Kirsten Earley
Wilco, America's shiniest rock object, showed up for work Saturday night at 8:30 on the dot. High expectations among the sold-out Overture Hall crowd had soared even higher Friday with news that the group would live stream their Madison performance. Would the boys bring it even harder with world-wide screens blinking?
The answer is yes. The multi-age crowd watched Wilco's most generous set so far this tour. A whopping 28 songs included tunes harvested from at least six of the band's records.
Wilco has always been lead singer-songwriter Jeff Tweedy. Until now. Lead guitarist Nels Cline has fused himself so completely, so organically, into the band's dramatic music. His side of the stage was set up like a miniature guitar lab: instrument cabinet cradling six axes, pedals, loop boxes, pre-amps, mixers.

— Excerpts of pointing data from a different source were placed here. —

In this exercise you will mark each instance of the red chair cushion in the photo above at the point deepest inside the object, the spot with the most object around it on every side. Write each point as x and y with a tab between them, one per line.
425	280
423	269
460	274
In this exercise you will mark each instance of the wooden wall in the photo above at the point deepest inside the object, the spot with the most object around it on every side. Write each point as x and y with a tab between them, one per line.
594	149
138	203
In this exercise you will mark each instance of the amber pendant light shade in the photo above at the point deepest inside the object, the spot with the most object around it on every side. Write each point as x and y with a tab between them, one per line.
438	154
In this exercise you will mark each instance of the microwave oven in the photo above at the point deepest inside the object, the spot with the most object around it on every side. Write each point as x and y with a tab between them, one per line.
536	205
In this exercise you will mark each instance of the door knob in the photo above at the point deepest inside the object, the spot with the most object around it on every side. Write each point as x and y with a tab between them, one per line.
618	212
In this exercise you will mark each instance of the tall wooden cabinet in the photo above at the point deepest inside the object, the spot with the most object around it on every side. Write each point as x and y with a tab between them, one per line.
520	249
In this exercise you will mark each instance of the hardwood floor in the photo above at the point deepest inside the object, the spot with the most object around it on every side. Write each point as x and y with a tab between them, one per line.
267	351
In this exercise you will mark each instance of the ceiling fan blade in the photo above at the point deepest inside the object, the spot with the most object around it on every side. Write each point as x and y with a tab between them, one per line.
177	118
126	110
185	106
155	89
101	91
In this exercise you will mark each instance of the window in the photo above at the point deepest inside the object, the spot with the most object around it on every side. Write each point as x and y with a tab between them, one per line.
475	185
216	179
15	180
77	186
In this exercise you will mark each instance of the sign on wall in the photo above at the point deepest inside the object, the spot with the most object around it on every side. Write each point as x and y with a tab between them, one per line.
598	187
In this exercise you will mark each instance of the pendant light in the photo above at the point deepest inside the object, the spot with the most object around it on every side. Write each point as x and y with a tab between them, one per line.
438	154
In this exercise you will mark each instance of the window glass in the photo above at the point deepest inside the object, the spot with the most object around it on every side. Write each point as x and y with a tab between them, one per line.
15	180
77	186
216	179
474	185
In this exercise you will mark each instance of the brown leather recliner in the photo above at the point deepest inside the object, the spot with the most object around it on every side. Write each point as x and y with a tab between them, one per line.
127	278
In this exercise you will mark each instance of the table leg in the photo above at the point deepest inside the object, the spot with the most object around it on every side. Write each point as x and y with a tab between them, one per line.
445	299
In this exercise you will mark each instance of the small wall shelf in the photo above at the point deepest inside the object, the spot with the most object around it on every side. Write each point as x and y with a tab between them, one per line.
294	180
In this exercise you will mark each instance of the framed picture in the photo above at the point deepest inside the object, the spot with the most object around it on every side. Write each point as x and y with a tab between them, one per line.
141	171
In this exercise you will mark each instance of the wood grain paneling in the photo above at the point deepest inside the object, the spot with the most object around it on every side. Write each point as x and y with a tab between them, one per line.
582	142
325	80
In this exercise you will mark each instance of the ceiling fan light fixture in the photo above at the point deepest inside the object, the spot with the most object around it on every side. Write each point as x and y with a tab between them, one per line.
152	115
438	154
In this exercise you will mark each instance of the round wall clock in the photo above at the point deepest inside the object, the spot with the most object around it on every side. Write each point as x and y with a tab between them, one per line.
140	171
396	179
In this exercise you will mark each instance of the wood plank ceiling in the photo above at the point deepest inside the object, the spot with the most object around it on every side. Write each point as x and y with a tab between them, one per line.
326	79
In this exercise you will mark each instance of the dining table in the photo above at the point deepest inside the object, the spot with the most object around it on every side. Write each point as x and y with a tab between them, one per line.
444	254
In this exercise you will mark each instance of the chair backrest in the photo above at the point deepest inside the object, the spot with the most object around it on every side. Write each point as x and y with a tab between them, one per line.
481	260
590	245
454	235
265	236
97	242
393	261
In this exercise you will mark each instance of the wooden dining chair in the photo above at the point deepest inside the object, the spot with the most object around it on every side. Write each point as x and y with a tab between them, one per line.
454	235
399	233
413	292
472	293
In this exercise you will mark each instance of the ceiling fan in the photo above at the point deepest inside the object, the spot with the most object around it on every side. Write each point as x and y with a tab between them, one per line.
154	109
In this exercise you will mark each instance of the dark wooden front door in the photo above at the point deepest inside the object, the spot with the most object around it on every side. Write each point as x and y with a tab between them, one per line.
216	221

All of which helped him conjure a sonic soup that makes Wilco provocative even when he's playing in the shadow of the melody.
During "Impossible Germany," Cline's shimmering notes exploded from his guitar like pieces from a broken mirror. He was so fearless in his playing of this number, turning it into a therapy session, wresting emotion from, and thrusting it into, his solo break. His hands are huge, the left one suffocating the neck. Yet delicate music, together with bombastic, when called for, comes from them.
He's a patient player, too, but it was fun watching as he became more and more aroused when the music emerged from his intense soloing and landed softly back onto the pillow of the familiar melody.
Tweedy's strong voice has a pleasing density to it these days. It's like it's made of the same wood as his guitars. This is true even when he sings falsetto, which he did quite a bit last night. Still, one of the most fun moments of the program was when Tweedy handed the vocals of "Jesus, etc." over to the audience for a round of Wilco-oke.
The audience nailed it. All through it Tweedy played guitar with an outlaw grin, mouthing the words to prompt the singing. The band brought the entire arrangement down three notches so that the audience vocals fit the mix as perfectly as if the arrangement had been worked out in sound check.
New Orleans native, bassist John Stirratt, is a talented composer in his own right. His composer ear guides him on the bass and with his singing. Wilco songs are angular and dry. Stirratt's harmony vocals are as important to the making of them as anything, especially since he's really the only other voice of the band besides Tweedy.
Stirratt's singing on the loping "Hate It Here" poured salt into the wound of the song's lonely character, abandoned and out of ideas.
Fellow Chicagoans Califone opened the night and then returned to the stage late in Wilco's set to help bring "California Stars." Extended soloing didn't get in the way of the song's gorgeous lullaby sound. Instead it softened it even more. The presentation had a show-ender feel to it, but no. There were five more songs to come.
Tweedy dedicated "Walken" to his wife. It was as psychedelic as folk pop gets. The telecasted, urgent dot-dot-dot guitar preamble in the song crashed with tension. Then, like so many of Tweedy's tunes, the music sailed into safe places, briefly, before it turns back out to rough seas.
Tweedy looks pretty rough but seems to be more sprightly than ever. Somewhere along the line people made up their mind that he was a stage curmudgeon, and that was based partly in fact. But he's clearly digging performing live now. It always amuses me that people shout requests at acts like Wilco, a band that sticks to its set list for a reason. It must be a compliment to have your life's work shouted at you.
I heard from a few people during the show that the live stream was a technical bust. Too bad. If only Internet fans could have seen Tweedy lead the band through the ferocious take of "Heavy Metal Drummer," brush stroking his slotted-head 12 string, audience members smiling like cult recruits, drinking beer from their Overture tippy cups.